Di Luca was given a three-month ban by CONI in October for a related doping matter. He was punished for his involvement with Carlo Santuccione, a doctor accused of supplying doping products to athletes.

The rider has always denied any wrongdoing and appealed to the Court of Arbitration for Sport (CAS) over the original ban.

The test after the 17th stage of the Giro was connected to the police and anti-doping authorities' probe into Santuccione and his associates, sources close to the matter said at the time.

Di Luca was forced to miss September's world championships in Stuttgart because of the doping probes and was thrown out of the Pro Tour in October while leading the competition.

Cycling has been rocked by a series of doping scandals in recent years and Italy has been hit especially hard.

Ivan Basso, Giro winner in 2006, is serving a two-year ban for his involvement in Spain's Operation Puerto scandal.

Italian Basso denied taking banned substances but admitted he had intended to commit a doping offence.

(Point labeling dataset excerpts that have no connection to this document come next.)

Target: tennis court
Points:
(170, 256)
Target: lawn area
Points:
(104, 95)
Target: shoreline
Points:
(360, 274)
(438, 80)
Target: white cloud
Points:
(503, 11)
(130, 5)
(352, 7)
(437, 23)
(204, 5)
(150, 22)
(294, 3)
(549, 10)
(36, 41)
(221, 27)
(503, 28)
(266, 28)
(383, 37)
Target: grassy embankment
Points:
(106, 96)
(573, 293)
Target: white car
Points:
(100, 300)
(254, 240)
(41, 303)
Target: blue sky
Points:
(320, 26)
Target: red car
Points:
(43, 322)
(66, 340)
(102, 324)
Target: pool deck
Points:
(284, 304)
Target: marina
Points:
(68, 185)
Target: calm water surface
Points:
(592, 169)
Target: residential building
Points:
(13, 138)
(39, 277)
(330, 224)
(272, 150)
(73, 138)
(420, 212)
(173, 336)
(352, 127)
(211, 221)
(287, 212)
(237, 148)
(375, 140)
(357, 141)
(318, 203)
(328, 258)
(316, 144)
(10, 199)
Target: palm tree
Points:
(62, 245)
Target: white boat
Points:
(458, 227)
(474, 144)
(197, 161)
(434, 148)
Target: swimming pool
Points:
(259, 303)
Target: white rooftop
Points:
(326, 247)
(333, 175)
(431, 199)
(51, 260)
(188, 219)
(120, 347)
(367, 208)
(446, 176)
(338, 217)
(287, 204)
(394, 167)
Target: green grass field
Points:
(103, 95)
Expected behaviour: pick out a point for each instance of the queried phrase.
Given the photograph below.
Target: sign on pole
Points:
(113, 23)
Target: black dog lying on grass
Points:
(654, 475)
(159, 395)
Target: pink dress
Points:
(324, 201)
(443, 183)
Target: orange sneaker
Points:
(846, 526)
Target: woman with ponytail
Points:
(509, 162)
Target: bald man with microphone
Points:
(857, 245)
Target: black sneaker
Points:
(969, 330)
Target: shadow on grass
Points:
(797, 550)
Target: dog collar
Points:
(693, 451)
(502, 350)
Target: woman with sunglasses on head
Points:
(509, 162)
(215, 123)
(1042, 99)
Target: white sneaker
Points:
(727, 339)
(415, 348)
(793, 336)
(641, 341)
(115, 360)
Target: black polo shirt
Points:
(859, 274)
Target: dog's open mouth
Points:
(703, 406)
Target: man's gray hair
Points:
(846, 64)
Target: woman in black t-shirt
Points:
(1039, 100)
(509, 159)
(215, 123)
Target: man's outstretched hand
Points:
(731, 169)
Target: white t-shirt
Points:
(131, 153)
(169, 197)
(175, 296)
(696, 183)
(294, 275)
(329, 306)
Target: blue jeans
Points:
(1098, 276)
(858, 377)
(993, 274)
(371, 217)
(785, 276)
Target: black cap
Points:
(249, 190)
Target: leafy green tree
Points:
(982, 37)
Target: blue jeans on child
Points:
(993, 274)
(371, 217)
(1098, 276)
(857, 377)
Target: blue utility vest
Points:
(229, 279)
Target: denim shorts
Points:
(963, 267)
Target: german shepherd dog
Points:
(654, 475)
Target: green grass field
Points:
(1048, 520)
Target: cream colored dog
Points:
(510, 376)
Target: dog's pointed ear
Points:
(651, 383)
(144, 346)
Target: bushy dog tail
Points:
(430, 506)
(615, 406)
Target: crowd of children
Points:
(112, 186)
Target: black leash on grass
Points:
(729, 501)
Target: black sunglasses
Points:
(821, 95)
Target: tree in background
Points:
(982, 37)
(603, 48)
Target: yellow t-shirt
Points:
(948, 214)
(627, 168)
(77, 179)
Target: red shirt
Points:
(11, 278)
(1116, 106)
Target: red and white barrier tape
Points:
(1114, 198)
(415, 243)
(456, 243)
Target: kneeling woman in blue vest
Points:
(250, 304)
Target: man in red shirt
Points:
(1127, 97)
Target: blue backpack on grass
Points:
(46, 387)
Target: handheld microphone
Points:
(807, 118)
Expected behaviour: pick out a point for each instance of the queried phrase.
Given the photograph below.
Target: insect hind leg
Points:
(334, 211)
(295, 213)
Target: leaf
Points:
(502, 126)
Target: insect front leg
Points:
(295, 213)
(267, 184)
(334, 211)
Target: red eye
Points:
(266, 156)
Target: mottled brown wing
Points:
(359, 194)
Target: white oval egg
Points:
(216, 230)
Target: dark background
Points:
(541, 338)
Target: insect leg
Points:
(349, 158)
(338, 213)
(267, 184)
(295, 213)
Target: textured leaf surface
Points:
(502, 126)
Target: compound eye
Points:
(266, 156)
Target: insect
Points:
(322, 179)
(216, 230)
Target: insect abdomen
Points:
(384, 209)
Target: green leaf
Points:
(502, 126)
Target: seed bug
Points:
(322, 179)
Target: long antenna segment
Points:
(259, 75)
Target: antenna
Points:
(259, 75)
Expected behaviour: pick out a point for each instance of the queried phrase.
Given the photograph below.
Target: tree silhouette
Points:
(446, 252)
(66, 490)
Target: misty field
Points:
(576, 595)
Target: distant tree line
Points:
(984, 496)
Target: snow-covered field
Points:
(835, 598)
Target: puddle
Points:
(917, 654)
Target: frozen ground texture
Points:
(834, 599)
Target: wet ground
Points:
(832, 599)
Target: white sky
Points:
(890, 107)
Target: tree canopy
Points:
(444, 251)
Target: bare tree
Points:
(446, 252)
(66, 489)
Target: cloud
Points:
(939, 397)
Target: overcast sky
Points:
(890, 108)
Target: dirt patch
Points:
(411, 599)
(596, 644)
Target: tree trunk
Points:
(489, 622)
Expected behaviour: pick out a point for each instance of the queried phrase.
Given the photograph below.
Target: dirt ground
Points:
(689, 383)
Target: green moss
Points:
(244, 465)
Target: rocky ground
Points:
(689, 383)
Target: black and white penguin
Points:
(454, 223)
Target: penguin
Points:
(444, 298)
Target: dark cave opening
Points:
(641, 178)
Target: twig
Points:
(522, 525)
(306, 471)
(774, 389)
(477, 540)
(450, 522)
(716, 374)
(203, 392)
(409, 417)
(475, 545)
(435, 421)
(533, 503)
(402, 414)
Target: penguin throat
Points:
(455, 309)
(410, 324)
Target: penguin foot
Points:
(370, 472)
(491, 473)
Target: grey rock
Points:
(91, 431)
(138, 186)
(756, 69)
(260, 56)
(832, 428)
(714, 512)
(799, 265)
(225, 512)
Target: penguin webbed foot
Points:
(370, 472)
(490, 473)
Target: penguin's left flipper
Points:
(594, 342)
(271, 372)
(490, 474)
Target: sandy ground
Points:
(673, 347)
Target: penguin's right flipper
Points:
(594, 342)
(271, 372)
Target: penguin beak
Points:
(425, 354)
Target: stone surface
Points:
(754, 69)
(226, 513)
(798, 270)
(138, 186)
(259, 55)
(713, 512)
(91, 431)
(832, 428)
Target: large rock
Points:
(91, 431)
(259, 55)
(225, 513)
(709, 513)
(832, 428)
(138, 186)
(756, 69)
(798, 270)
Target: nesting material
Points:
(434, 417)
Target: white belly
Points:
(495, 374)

Ettore Torri, the anti-doping prosecutor at CONI, has been on a crusade to clean up cycling but has not always had his own way.

The Italian Cycling Federation refused his request to ban Alessandro Petacchi for a year after he tested positive for salbutamol during the last Giro.

Petacchi argued he used the substance in his asthma inhaler, for which he had a medical certificate, and that any overuse was human error. The case is being heard by CAS in April.